I am the girlfriend to a sober alcoholic.  He was sober for 5 years when we met, then relapsed a year into our relationship.  He's now been sober since July 28, 2014 but last week I found out that he's also a sex addict.  I was absolutely heartbroken.  I'm feeling betrayed, sad, depressed and worthless.  Although he never cheated on me physically, it's still extremely painful to know what he was doing behind my back our entire relationship.  He's always been really good to me and he treats me extremely well.  Right now he's 9 days sober of his sex addiction and we're currently in therapy to work on our relationship.  I'm happy my boyfriend came clean and told me the truth about everything.  We want to get married so we're working everything out before we tie the knot.  I always felt like I was everything to him (he sure does treat me like a queen) but now I feel otherwise.
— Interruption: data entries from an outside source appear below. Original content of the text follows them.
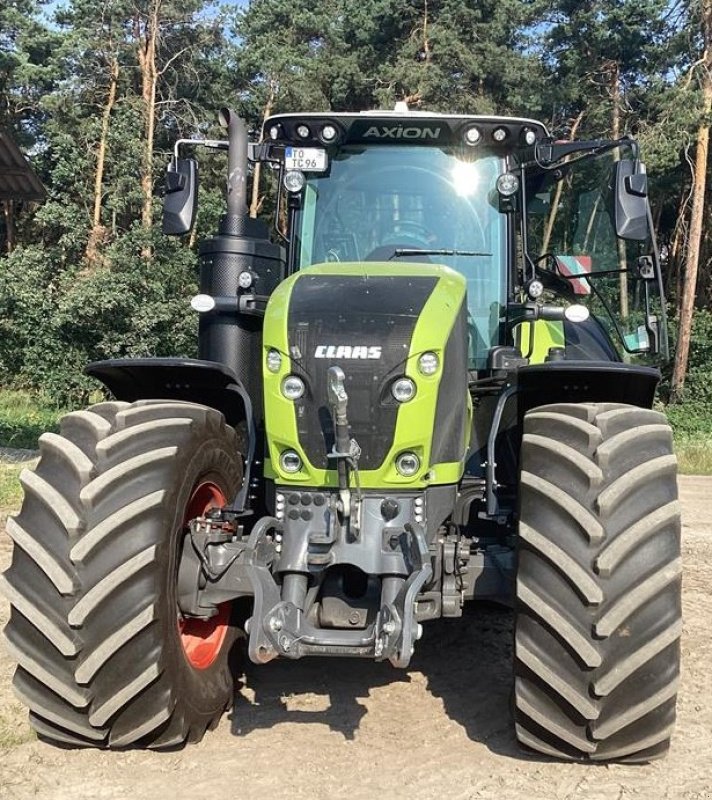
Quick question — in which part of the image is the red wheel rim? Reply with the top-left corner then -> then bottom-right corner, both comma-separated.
178,481 -> 230,669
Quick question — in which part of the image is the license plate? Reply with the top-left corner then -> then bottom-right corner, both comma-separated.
284,147 -> 326,172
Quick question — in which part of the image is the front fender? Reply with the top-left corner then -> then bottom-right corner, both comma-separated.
84,358 -> 257,508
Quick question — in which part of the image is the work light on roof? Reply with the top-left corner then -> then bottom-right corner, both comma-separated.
284,169 -> 306,194
465,125 -> 482,147
321,125 -> 337,142
497,172 -> 519,197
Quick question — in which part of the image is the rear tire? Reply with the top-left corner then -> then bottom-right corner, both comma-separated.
514,403 -> 682,761
0,401 -> 242,748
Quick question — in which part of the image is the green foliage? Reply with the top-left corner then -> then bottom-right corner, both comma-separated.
660,309 -> 712,444
0,227 -> 197,405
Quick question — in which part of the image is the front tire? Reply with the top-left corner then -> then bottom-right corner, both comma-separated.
514,403 -> 682,761
0,401 -> 242,748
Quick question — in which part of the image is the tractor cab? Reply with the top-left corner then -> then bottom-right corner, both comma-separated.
260,108 -> 667,377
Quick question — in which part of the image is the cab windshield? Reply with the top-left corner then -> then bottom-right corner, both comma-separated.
294,145 -> 507,368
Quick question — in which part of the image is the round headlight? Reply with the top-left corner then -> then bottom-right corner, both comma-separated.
282,375 -> 304,400
391,378 -> 415,403
465,125 -> 482,147
497,172 -> 519,197
418,352 -> 440,375
284,169 -> 306,194
527,278 -> 544,300
279,450 -> 302,472
190,294 -> 215,314
396,452 -> 420,478
267,348 -> 282,372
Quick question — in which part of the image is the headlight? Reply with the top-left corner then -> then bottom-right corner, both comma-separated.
283,169 -> 307,194
497,172 -> 519,197
267,348 -> 282,372
396,451 -> 420,478
391,378 -> 415,403
279,450 -> 302,472
418,352 -> 440,375
282,375 -> 304,400
465,125 -> 482,147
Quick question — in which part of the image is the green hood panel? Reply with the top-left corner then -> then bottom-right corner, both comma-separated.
263,261 -> 472,489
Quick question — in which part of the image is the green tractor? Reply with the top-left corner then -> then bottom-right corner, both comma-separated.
2,107 -> 682,761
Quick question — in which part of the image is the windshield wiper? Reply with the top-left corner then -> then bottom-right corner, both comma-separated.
388,247 -> 492,261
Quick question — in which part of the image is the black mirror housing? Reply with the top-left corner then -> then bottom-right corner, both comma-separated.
615,161 -> 650,242
162,158 -> 198,236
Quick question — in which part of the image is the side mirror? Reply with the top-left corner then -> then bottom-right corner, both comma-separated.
615,161 -> 650,242
163,158 -> 198,236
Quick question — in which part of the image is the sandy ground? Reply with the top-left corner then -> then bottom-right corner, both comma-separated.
0,477 -> 712,800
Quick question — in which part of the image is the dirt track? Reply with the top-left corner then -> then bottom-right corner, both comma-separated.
0,477 -> 712,800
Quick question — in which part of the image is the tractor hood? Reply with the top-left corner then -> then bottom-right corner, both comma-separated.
263,262 -> 471,488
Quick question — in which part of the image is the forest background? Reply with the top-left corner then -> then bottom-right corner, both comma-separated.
0,0 -> 712,468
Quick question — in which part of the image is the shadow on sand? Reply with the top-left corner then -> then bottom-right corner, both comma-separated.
230,604 -> 526,758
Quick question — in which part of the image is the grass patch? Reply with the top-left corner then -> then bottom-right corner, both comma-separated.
675,437 -> 712,475
0,391 -> 65,450
0,463 -> 25,509
0,703 -> 37,750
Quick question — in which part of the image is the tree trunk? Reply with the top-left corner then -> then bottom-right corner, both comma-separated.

Right now I need help remembering that I cannot control his sex addiction and I didn't cause it.  I did really well with his first drug relapse but this is much more difficult.  I feel ugly, worthless and like I will never be good enough for him.   Before a week ago, I always felt gorgeous and confident.  Now it's all gone.  He keeps telling me that I AM good enough and his addiction got the best of him, but it's still extremely difficult to face.  I plan to continue to support him in his recovery, especially since he's being honest with me about everything.  He's been going to AA 3 times a week for the past year and now he's going to SAA 3 times a week also.  He does know that this is his last chance though.  I can't put up with anymore pain if he can't stay sober.  But I'm feeling hopefully with his recovery because he's extremely dedicated.

I'd appreciate any support and words of wisdom. 

Thank you!



__________________
Mandy ____________ Sobriety is not about the destination. It's about the journey.


~*Service Worker*~

Status: Offline
Posts: 1661
Date:

Welcome Mandy22 to MIP and thank you for having the courage
to share you experiences with us. Although we cannot advise
you directly, we can suggest that you may find continued help
in Al-anon, due to AB's alcohol addiction/sobriety and finding a
local chapter in Al-anon would be the best way to get support to help
with your anxieties and fears ...
http://www.al-anon.alateen.org/local-meetings
Also there seems to a support group for sex addictions as
well, I do don't have any experience with sex addiction, but
here is one of the organizations that offers support ...
https://www.sanon.org/
Please keep coming back and let us know how you are
doing and let us know if the sex addiction support group
can help you. You are not alone Mandy.



__________________

 "Forgiveness doesn't excuse bad behavior, but it

does prevent bad behavior from destroying your heart". ~ unknown

Debbie



~*Service Worker*~

Status: Offline
Posts: 17196
Date:

Welcome Mandy, I agree with Debb. Please search out a recovery program for yourself. It is in these rooms I discovered that I had a part in the insanity of my life(My negative self defeating thoughts and beliefs) and was given new constructive tools to live by.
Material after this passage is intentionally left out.